Difference between Black and White and Grayscale image? OpenCV
In this post, we’ll discuss the difference between Black and White and Grayscale Images in OpenCV.
Black and White and Grayscale are nothing but two different color models used in Digital Image Processing.
Black and White image as the name suggests is an image where each pixel can be either black or white and nothing else. Perfect example of a Black and White image would be of a chess board where each square represents one pixel.

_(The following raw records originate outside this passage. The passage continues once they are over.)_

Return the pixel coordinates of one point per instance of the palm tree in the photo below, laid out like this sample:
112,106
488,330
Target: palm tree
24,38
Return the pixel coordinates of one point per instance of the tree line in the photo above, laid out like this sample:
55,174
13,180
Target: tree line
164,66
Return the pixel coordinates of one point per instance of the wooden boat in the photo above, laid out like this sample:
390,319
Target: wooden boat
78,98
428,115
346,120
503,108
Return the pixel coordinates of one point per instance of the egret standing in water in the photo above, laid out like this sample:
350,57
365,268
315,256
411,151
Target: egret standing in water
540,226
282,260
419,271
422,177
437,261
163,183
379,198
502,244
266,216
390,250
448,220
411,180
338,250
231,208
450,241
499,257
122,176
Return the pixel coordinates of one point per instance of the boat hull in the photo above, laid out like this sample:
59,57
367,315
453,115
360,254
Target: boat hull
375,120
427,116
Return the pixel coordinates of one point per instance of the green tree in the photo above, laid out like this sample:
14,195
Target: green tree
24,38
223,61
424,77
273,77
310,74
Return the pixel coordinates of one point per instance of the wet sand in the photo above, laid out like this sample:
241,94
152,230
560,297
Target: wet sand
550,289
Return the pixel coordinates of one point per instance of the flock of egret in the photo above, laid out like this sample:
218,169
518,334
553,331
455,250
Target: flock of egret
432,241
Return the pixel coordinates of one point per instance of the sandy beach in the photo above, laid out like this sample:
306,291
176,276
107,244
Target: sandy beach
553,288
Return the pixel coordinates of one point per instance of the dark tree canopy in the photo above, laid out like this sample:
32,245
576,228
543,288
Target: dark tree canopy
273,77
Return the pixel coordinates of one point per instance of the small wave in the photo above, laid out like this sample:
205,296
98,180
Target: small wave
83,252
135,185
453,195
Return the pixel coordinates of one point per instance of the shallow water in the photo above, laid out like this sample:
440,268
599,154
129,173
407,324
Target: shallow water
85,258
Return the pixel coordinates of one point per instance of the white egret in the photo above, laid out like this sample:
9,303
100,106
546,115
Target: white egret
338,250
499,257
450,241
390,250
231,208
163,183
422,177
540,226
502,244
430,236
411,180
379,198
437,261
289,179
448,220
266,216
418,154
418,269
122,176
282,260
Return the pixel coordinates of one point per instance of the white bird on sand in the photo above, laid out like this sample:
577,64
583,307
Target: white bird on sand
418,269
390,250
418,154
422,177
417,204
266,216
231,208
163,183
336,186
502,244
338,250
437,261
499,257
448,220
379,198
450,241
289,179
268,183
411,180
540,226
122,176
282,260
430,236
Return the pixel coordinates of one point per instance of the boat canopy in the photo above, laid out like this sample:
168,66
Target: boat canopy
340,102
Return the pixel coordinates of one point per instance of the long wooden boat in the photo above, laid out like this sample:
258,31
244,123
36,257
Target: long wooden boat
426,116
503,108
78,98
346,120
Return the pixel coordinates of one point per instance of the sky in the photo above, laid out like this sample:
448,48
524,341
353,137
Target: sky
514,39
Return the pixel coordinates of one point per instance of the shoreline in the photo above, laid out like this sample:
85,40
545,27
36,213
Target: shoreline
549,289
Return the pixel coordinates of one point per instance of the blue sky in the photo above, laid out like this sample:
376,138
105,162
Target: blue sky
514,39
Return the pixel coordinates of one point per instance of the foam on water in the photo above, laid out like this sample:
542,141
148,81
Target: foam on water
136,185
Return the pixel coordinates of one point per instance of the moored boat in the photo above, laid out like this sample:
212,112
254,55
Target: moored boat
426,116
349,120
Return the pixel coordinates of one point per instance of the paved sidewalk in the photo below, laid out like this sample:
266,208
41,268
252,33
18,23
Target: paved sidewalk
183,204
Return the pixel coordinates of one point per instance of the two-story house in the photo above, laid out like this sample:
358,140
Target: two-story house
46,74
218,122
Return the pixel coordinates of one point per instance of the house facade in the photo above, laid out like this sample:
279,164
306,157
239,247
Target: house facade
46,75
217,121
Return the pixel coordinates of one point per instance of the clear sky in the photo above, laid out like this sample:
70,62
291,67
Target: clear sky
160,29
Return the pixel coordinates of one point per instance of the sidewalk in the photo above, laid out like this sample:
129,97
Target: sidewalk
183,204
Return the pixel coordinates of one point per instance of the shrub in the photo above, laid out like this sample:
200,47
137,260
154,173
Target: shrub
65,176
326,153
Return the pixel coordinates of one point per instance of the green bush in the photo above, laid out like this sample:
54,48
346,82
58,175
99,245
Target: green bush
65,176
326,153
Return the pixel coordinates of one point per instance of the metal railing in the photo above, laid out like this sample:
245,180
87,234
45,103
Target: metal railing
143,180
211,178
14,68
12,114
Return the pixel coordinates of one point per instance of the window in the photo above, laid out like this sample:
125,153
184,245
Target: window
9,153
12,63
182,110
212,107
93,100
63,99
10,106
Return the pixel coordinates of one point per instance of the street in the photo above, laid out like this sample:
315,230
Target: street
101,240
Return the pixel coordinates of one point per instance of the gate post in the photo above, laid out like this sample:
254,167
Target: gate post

Grayscale images on the other hand are images where each pixel can take up any color from the chart given below. The color gradually moves from White to Black unlike in Black and White images.
You can get a better understanding of the concept if you try to think it in terms of the depth of an image.
Depth of an image is nothing but the size of each pixel in an image.
For example if I say I have a 1-bit image, it mean that each pixel value can only hold 1 bit numbers i.e either 0 or 1 (It is not hard to see that Black and White images can be treated as 1-bit images, 0 for White and 1 for Black).
Now as the we go on increasing the depth (pixel capacity) of the images, we are able to store more information in terms of the number of distinct colors. Like in a 2 bit image, each pixel can store 2 bit numbers and can thus have 4 different values (00), (01), (10) and (11).
So, Black and White images are 1-bit images and images with depth (pixel capacity) more that 1 can be classified as Grayscale images (Because they can store colors other than Black and White).